Deferring communication, long delays and wasting CPU time

David@home
David@home
Joined: 11 Feb 05
Posts: 24
Credit: 11639
RAC: 0
Topic 189156

Hi

I regularly get messages like this under the messages tab:

11/05/2005 06:44:26|Einstein@Home|Deferring communication with project for 20 hours, 47 minutes, and 54 seconds

This happens even when a WU is close to completion. For example, the current Einstein WU has only 14 minutes left to run but that deferring communication message means that my boincmgr (version 4.25) will not connect to einstein@home for nearly 23 hours. The results get uploaded when complete but these delays mean that the second stage of connecting to the schedulers only occurs a whole day later. This often means that my result is the fourth in the quorum and I have effectively wasted the CPU time as my result has contributed nothing to the science since the first three WUs returned have already been validated.

Any ideas why einstein@home is defering communication for so long?

Thanks

Wurgl (speak^Wcrunching for Special: Off-Topic)
Wurgl (speak^Wc...
Joined: 11 Feb 05
Posts: 321
Credit: 140550008
RAC: 0

Deferring communication, long delays and wasting CPU time

Hidden Computers means no help from the community is possible :-(

Holmis
Joined: 4 Jan 05
Posts: 1118
Credit: 1055935564
RAC: 0

Hi I regularly get

Hi

I regularly get messages like this under the messages tab:

11/05/2005 06:44:26|Einstein@Home|Deferring communication with project for 20 hours, 47 minutes, and 54 seconds

This happens even when a WU is close to completion.
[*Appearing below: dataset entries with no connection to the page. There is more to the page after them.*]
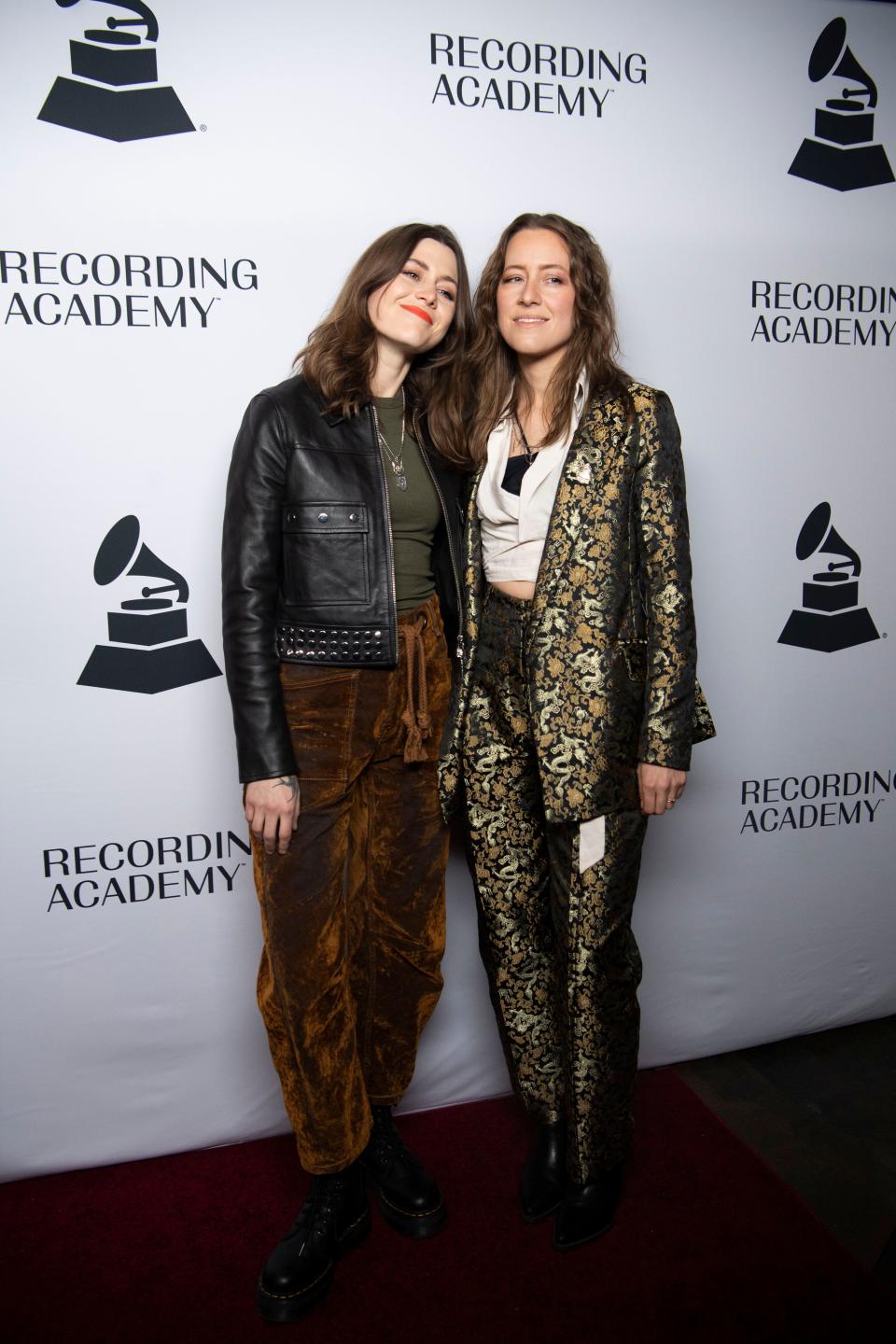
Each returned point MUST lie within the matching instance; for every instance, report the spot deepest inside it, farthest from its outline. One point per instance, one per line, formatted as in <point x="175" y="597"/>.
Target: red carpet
<point x="708" y="1246"/>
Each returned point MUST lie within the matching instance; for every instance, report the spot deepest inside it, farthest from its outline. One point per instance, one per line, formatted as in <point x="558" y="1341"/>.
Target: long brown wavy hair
<point x="340" y="357"/>
<point x="492" y="366"/>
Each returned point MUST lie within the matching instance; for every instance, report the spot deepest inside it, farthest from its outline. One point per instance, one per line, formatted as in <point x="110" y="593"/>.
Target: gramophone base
<point x="148" y="671"/>
<point x="844" y="170"/>
<point x="829" y="633"/>
<point x="129" y="115"/>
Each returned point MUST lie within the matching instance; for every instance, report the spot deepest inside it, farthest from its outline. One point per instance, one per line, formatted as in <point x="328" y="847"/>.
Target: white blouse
<point x="514" y="525"/>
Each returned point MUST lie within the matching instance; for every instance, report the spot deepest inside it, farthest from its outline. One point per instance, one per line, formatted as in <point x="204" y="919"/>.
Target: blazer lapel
<point x="584" y="472"/>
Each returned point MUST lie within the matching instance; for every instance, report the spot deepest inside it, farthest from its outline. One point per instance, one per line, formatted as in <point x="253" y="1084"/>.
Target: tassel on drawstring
<point x="415" y="720"/>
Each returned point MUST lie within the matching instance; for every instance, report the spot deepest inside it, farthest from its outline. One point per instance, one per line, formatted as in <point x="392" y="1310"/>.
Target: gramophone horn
<point x="149" y="565"/>
<point x="117" y="550"/>
<point x="834" y="544"/>
<point x="832" y="55"/>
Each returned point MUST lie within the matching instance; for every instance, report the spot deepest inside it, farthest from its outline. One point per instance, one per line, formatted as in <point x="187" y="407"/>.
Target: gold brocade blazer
<point x="611" y="651"/>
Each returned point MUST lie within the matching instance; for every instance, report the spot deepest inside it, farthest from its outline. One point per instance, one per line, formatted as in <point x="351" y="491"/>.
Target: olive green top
<point x="415" y="512"/>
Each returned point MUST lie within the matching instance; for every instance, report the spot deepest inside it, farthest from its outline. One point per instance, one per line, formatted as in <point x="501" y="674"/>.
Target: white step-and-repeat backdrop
<point x="183" y="191"/>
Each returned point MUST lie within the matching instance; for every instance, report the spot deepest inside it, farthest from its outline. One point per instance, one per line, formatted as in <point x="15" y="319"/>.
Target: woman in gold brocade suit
<point x="578" y="702"/>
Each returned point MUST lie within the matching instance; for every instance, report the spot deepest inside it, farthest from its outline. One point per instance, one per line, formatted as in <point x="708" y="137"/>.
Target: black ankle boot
<point x="543" y="1179"/>
<point x="300" y="1270"/>
<point x="587" y="1211"/>
<point x="407" y="1195"/>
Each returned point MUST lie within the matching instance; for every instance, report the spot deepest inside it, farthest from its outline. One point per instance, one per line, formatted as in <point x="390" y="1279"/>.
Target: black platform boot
<point x="587" y="1211"/>
<point x="543" y="1181"/>
<point x="300" y="1269"/>
<point x="409" y="1197"/>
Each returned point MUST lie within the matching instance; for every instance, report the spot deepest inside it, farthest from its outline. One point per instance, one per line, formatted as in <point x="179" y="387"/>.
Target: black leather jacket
<point x="306" y="562"/>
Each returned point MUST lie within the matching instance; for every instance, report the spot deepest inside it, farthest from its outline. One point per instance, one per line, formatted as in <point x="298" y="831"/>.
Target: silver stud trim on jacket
<point x="314" y="644"/>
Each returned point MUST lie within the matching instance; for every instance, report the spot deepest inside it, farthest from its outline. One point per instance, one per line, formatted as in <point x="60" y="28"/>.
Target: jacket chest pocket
<point x="326" y="554"/>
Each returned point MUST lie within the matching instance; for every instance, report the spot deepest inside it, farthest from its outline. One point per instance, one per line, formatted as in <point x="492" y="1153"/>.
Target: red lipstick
<point x="418" y="312"/>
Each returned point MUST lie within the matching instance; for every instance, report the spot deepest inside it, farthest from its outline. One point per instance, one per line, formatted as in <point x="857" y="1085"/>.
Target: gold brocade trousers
<point x="562" y="959"/>
<point x="354" y="914"/>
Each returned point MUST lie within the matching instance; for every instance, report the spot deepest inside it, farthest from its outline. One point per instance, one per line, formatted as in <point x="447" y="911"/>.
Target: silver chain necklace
<point x="395" y="460"/>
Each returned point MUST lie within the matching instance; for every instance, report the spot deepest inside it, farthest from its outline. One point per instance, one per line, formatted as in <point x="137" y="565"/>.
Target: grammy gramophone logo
<point x="148" y="650"/>
<point x="116" y="93"/>
<point x="843" y="153"/>
<point x="832" y="617"/>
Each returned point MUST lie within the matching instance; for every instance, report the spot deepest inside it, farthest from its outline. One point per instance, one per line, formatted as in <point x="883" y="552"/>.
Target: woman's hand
<point x="660" y="788"/>
<point x="272" y="811"/>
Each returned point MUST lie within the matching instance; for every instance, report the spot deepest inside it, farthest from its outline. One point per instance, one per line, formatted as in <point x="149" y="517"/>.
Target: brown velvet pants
<point x="354" y="914"/>
<point x="558" y="945"/>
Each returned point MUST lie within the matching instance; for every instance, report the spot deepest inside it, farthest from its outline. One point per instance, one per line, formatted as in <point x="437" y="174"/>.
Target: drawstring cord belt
<point x="415" y="720"/>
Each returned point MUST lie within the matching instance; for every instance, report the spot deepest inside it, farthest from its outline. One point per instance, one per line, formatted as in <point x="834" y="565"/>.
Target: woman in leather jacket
<point x="578" y="702"/>
<point x="340" y="583"/>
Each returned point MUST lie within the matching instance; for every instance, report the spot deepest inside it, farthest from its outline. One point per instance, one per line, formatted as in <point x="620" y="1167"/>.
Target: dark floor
<point x="821" y="1112"/>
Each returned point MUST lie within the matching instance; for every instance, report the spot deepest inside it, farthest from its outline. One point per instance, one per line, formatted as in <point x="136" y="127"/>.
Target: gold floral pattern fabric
<point x="562" y="959"/>
<point x="610" y="648"/>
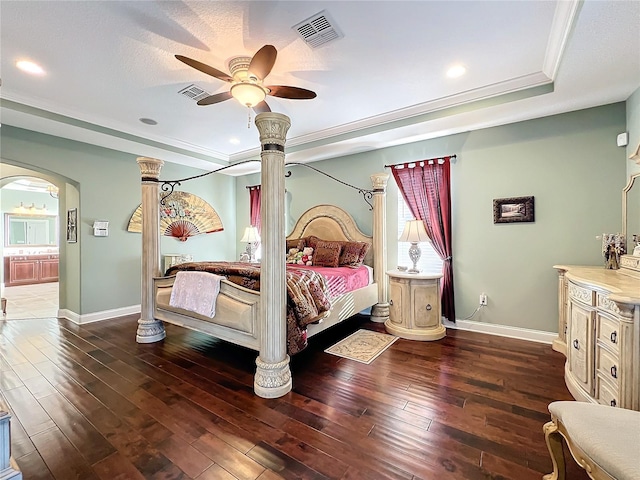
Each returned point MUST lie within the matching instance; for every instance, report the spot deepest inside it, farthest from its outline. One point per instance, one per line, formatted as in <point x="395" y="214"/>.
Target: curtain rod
<point x="418" y="161"/>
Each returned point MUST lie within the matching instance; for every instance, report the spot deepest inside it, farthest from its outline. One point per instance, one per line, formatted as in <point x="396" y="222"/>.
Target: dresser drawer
<point x="607" y="365"/>
<point x="603" y="303"/>
<point x="581" y="294"/>
<point x="608" y="331"/>
<point x="605" y="393"/>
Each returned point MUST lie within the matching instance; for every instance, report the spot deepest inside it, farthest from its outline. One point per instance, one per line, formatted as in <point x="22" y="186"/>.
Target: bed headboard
<point x="331" y="223"/>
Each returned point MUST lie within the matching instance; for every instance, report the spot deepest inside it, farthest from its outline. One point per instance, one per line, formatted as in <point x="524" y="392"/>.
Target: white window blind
<point x="429" y="260"/>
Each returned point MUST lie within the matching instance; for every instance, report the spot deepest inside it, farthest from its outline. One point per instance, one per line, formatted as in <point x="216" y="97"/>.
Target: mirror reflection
<point x="30" y="230"/>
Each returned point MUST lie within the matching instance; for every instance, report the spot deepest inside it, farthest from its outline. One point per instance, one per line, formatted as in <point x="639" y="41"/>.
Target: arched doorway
<point x="30" y="247"/>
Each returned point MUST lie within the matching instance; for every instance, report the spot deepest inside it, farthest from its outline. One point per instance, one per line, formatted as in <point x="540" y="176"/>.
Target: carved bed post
<point x="380" y="311"/>
<point x="273" y="376"/>
<point x="149" y="329"/>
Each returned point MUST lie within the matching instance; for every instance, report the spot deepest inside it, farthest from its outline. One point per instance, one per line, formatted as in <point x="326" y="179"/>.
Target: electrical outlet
<point x="483" y="299"/>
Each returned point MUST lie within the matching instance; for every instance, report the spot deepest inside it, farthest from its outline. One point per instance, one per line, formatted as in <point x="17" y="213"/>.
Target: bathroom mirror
<point x="631" y="210"/>
<point x="30" y="230"/>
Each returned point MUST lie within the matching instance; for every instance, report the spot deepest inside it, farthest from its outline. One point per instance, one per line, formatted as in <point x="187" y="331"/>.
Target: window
<point x="429" y="260"/>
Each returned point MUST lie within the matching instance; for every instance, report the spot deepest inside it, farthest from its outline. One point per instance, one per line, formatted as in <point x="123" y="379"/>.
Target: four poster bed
<point x="259" y="318"/>
<point x="237" y="308"/>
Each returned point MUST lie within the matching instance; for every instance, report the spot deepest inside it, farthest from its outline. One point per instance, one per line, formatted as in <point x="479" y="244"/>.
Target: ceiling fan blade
<point x="217" y="98"/>
<point x="204" y="68"/>
<point x="262" y="62"/>
<point x="261" y="107"/>
<point x="294" y="93"/>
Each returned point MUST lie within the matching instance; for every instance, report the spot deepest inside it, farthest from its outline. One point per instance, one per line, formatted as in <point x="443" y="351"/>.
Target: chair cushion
<point x="609" y="435"/>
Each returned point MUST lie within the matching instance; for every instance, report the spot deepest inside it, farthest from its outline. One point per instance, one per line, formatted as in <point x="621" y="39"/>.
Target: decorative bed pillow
<point x="300" y="257"/>
<point x="366" y="246"/>
<point x="327" y="254"/>
<point x="295" y="243"/>
<point x="353" y="253"/>
<point x="293" y="254"/>
<point x="311" y="241"/>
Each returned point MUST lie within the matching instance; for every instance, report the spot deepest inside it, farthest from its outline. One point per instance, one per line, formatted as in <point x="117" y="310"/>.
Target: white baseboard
<point x="98" y="316"/>
<point x="502" y="331"/>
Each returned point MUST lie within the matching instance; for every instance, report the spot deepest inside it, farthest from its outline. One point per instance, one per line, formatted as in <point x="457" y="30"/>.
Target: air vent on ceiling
<point x="194" y="92"/>
<point x="318" y="30"/>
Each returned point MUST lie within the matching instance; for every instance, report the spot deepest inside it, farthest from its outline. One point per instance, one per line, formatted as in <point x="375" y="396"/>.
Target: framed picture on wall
<point x="512" y="210"/>
<point x="72" y="225"/>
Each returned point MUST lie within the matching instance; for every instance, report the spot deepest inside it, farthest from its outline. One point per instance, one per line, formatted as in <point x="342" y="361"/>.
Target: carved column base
<point x="272" y="380"/>
<point x="380" y="312"/>
<point x="150" y="331"/>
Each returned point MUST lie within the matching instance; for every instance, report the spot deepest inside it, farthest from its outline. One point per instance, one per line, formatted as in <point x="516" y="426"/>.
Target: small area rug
<point x="363" y="346"/>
For example, the current Einstein WU has only 14 minutes left to run but that deferring communication message means that my boincmgr (version 4.25) will not connect to einstein@home for nearly 23 hours. The results get uploaded when complete but these delays mean that the second stage of connecting to the schedulers only occurs a whole day later. This often means that my result is the fourth in the quorum and I have effectively wasted the CPU time as my result has contributed nothing to the science since the first three WUs returned have already been validated.

Any ideas why einstein@home is defering communication for so long?

Thanks

If you're using a dialup connection try to disabel network access under file-menu when not connected to the internet.
When the result is uploaded and in the "ready to report" state try to manully update the project from the projects-tab.
If you're using boinc 4.19 then right-click on the project and select update.
If you're using a newer version then left-click the project and update is to the left in the blue section.

David@home
David@home
Joined: 11 Feb 05
Posts: 24
Credit: 11639
RAC: 0

Hi Holmis Some good

Message 11554 in response to message 11553

Hi Holmis

Some good ideas

1) I am on a broadband always on connection so it can connect at any time. I could see how a dial-up connection could cuase Boinc Manager to delay but normally there should be no connection issues.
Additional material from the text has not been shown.